Six mois après avoir présenté 12 mesures pour revaloriser la psychiatrie, "parent pauvre de la médecine" dont elle souhaitait "faire évoluer le modèle de financement", la ministre des Solidarités et de la Santé poursuit son travail pour une meilleure prise en charge de la santé mentale.
Jeudi 28 juin, Agnès Buzyn a présenté sa feuille de route "Santé mentale et psychiatrie". Axée sur les bonnes pratiques et la prévention, elle vise à diagnostiquer de manière plus précoce les patients atteints de troubles psychiques et améliorer leur prise en charge. Avec un objectif à peine voilé : réduire l’impact économique et sanitaire des problèmes de santé mentale.

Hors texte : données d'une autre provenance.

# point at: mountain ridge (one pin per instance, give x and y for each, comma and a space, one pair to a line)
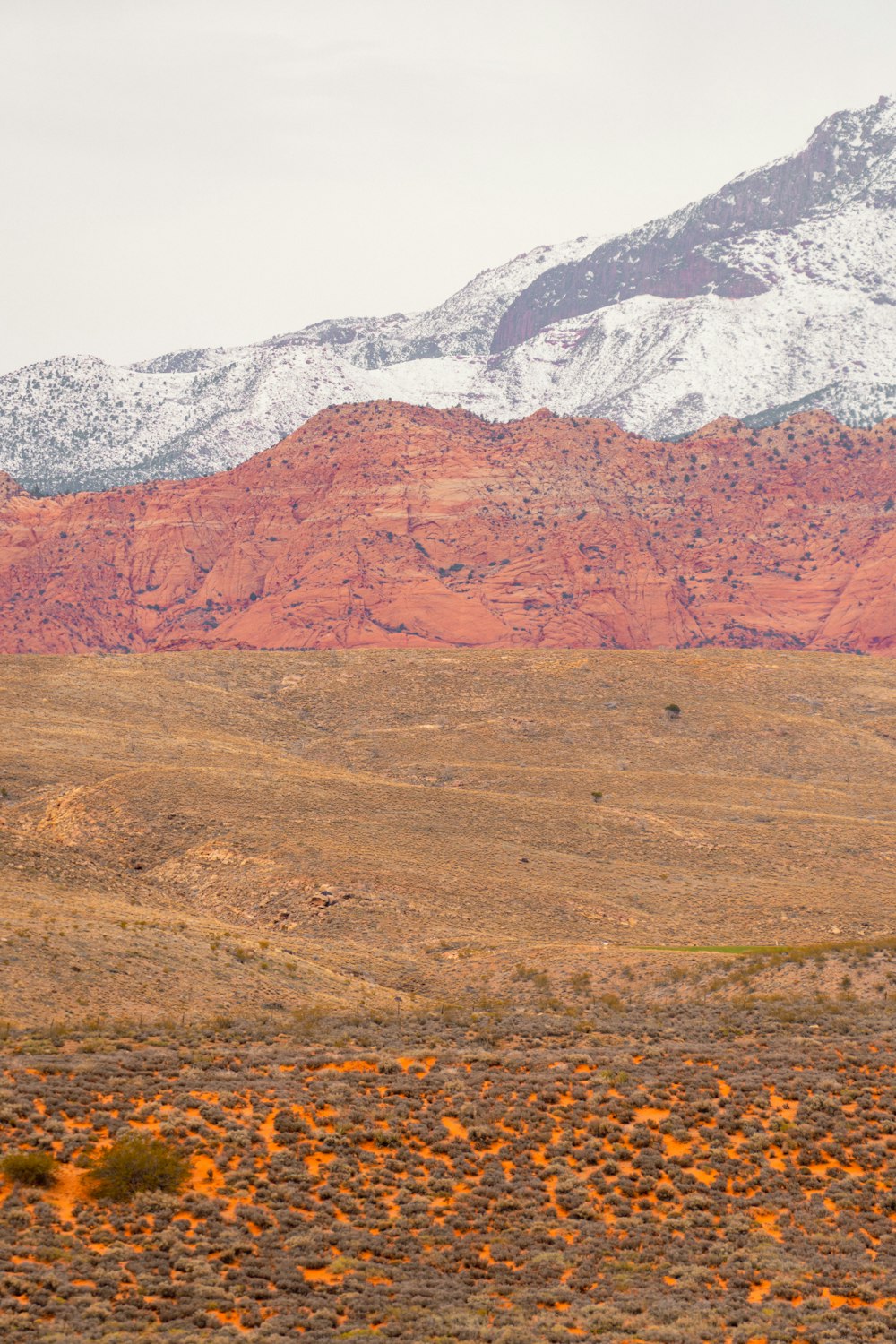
774, 292
386, 524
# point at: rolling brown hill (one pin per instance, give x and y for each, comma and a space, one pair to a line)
343, 825
392, 524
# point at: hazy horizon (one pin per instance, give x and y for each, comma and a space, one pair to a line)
203, 174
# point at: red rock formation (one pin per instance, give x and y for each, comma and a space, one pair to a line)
390, 524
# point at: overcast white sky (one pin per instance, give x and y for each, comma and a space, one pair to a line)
185, 172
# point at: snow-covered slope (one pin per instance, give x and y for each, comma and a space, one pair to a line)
778, 289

Le poids de la santé mentale
Car il y a urgence. Selon le nouveau rapport annuel de l’Assurance maladie, les dépenses de santé recouvrant les troubles psychiques et psychiatriques se sont élevées à 23 milliards d’euros en 2016, et se placent ainsi en 2e position derrière l’hospitalisation ponctuelle, devant les cancers et les maladies cardio-vasculaires. En l’espace de 5 ans, ces dépenses affichent une augmentation de 1,7 milliard d’euros. En cause : le vieillissement de la population, mais aussi un système de diagnostic plus performant, qui ont fait bondir les dépenses de l’Assurance maladie liées à la santé mentale.
Représentant 14% des dépenses totales de l’Assurance maladie en France, les soins psychiatriques concernent à l’heure actuelle 7 millions de Français : 2,1 millions souffrent de problèmes psychiatriques, tandis que 7 millions reçoivent un traitement psychotrope chronique.
Prévenir et promouvoir le bien être mental
Mieux prévenir l’apparition de troubles psychiatriques en favorisant le bien-être mental : tel est le premier axe de la feuille de route présentée par Agnès Buzyn, qui souhaite "repérer précocement la souffrance et les troubles psychiques et prévenir le suicide". Parmi les mesures évoquées, celle concernant les jeunes, particulièrement vulnérables, puisque 80% des troubles se déclarent entre 15 et 20 ans. Le ministère des Solidarités et de la Santé prévoit de lancer dans trois régions Ecout’Emoi, une expérimentation qui permettra d’adresser des jeunes de 11 à 25 ans vers des consultations de psychologues prises en charge par l’assurance maladie, après une évaluation par les médecins généralistes.
Parallèlement, un plan d’ensemble contre le risque suicidaire sera déployé sur tout le territoire, sous le pilotage des Agences Régionales de Santé, notamment le dispositif VigilanS de recontact systématique des personnes ayant fait une tentative de suicide. Des actions de prévention de la souffrance au travail seront mises en place, notamment pour les professionnels de santé et médico-sociaux. Enfin des actions de sensibilisation ou de formation des médecins, des médias, des usagers des services de santé mentale et de la population générale contribueront à déstigmatiser ces maladies et les personnes touchées.
Des parcours de soins coordonnés
Autre axe affirmé par la feuille de route : "Garantir des parcours de soins coordonnés et soutenus par une offre en psychiatrie accessible, diversifiée et de qualité". Parmi les mesures envisagées, celle d’ouvrir un stage en santé mentale pendant les études de médecine et de former davantage de professionnels afin de "favoriser le repérage des troubles et l’accès aux soins de santé mentale le plus tôt possible". Autres pistes évoquées : le développement de la prise en charge ambulatoire afin d’offrir aux patients une continuité de suivi tout au long du parcours et la télémédecine pour les populations fragiles et les zones sous denses.
Favoriser l’autonomie
Dans un troisième temps, Agnès Buzyn souhaite "améliorer les conditions de vie et d’inclusion sociale et la citoyenneté des personnes en situation de handicap psychique". Pour cela, la feuille de route propose de leur faire bénéficier du dispositif d’emploi accompagné qui prévoit un accompagnement médico-social et un soutien à l’insertion professionnelle. L’accès et le maintien des personnes dans un logement autonome ou accompagné est aussi au cœur de ce troisième axe. Aussi, la feuille de route prévoit l’extension du dispositif "Un chez soi d’abord". "Expérimenté pour les personnes à la rue ayant des troubles psychiques graves et persistants", ce dernier doit passer de 4 sites actuellement à 16 autres d’ici à 2021, affirme le communiqué de presse du ministère des Solidarités et de la Santé.